Innovative designation to help protect wild salmon in the Russian Far East.
Sakhalin Island, which rests off the eastern coast of Russia, is the source of 20% of the Pacific’s salmon. Copious pink and chum salmon runs make it the third most abundant salmon area in the world—driving a $500 million fishing industry. However, many of Sakhalin’s salmon bearing rivers are in decline due to overfishing and poaching as well as extractive industries. Hatcheries, first built by the Japanese over a century ago, have also hurt wild fish runs. Now, some fishing industry leaders are pushing for hatchery expansion to increase their harvest rates, without taking into consideration the impact on wild fish.

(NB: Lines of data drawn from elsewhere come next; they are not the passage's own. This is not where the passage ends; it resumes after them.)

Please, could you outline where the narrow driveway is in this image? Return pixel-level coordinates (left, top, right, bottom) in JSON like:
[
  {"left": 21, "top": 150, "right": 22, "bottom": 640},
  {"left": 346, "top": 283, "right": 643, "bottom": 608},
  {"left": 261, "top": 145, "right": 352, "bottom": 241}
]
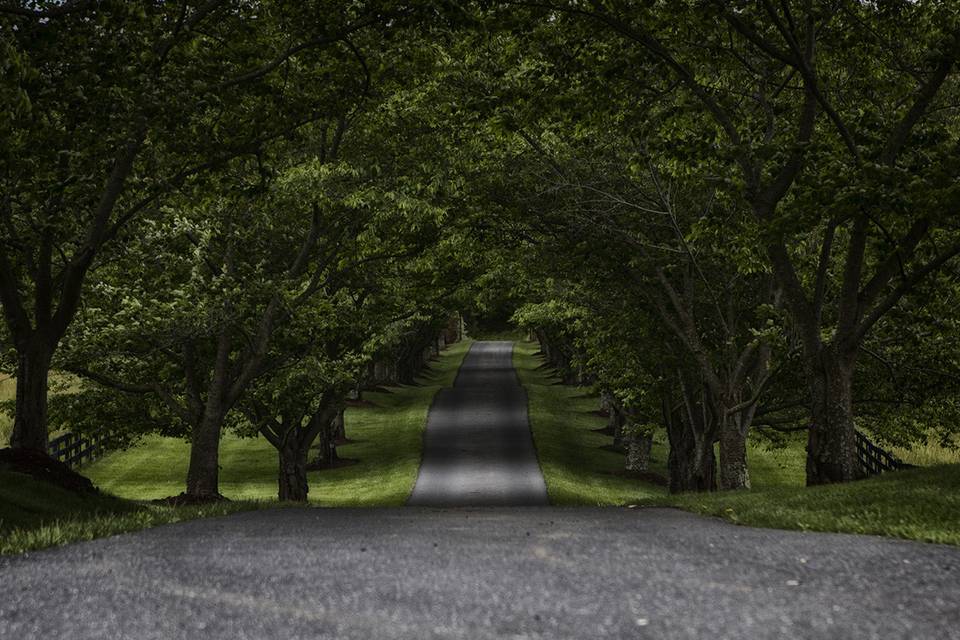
[
  {"left": 0, "top": 507, "right": 960, "bottom": 640},
  {"left": 408, "top": 342, "right": 548, "bottom": 507}
]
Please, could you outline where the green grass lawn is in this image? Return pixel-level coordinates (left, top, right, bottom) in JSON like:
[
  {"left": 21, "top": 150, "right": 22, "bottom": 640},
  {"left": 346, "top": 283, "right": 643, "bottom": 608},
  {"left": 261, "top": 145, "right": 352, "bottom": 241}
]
[
  {"left": 88, "top": 341, "right": 470, "bottom": 506},
  {"left": 513, "top": 342, "right": 960, "bottom": 544},
  {"left": 0, "top": 471, "right": 262, "bottom": 554}
]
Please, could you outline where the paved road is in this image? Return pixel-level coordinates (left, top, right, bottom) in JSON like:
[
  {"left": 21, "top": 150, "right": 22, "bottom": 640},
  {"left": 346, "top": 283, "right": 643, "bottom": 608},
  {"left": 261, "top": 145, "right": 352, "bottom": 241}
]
[
  {"left": 0, "top": 343, "right": 960, "bottom": 640},
  {"left": 408, "top": 342, "right": 548, "bottom": 506},
  {"left": 0, "top": 507, "right": 960, "bottom": 640}
]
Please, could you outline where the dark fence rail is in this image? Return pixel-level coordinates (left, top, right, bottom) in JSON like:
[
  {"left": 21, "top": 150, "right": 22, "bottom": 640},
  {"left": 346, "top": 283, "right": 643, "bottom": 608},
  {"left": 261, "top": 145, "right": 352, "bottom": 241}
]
[
  {"left": 47, "top": 433, "right": 107, "bottom": 467},
  {"left": 855, "top": 431, "right": 915, "bottom": 476}
]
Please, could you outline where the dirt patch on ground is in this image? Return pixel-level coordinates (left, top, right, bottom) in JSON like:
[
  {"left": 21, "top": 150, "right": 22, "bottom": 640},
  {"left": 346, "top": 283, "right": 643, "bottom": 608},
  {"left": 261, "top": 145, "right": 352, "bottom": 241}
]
[{"left": 0, "top": 449, "right": 100, "bottom": 495}]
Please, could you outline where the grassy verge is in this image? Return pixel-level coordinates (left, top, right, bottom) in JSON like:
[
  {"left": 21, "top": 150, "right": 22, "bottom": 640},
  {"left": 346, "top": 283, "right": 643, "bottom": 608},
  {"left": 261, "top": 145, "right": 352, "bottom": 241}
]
[
  {"left": 0, "top": 342, "right": 470, "bottom": 554},
  {"left": 0, "top": 471, "right": 267, "bottom": 554},
  {"left": 513, "top": 342, "right": 666, "bottom": 505},
  {"left": 514, "top": 342, "right": 960, "bottom": 545},
  {"left": 83, "top": 342, "right": 469, "bottom": 506},
  {"left": 646, "top": 464, "right": 960, "bottom": 545}
]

The bright spot is in northeast Sakhalin, where intact salmon habitat and wild runs remain and where fishermen and our conservation partners continue to protect wild fish abundance with the best approach available: fighting to keep rivers and their fish wild. This year, two of our close partners, Sakhalin Environment Watch and Smirnykh Fishermen’s Association, introduced a new framework for wild fish protection by starting the Wild Salmon Territory initiative in northeast Sakhalin Island. The initiative centers on a commitment from commercial fishermen to combat poaching and eliminate in-river fishing.
Participating fishermen will also establish limits for responsible pink and chum salmon catches in the region. And building on successful anti-poaching programs in Sakhalin’s 165,000-acre Vostochny Reserve, the Wild Salmon Territory initiative will extend bans on damaging river-spanning fishing nets used by commercial fishermen and will continue upriver anti-poaching patrols across at least 13 rivers and nearly one million acres in the region.
The Smirnykh fishermen, led by longtime WSC partner Vladimir Smirnov, understand that the region’s most precious renewable resource is salmon and that wild ecosystems are the best way to sustain the resource. Their Wild Salmon Territory plan redoubles their efforts to protect salmon habitat and wild fish runs.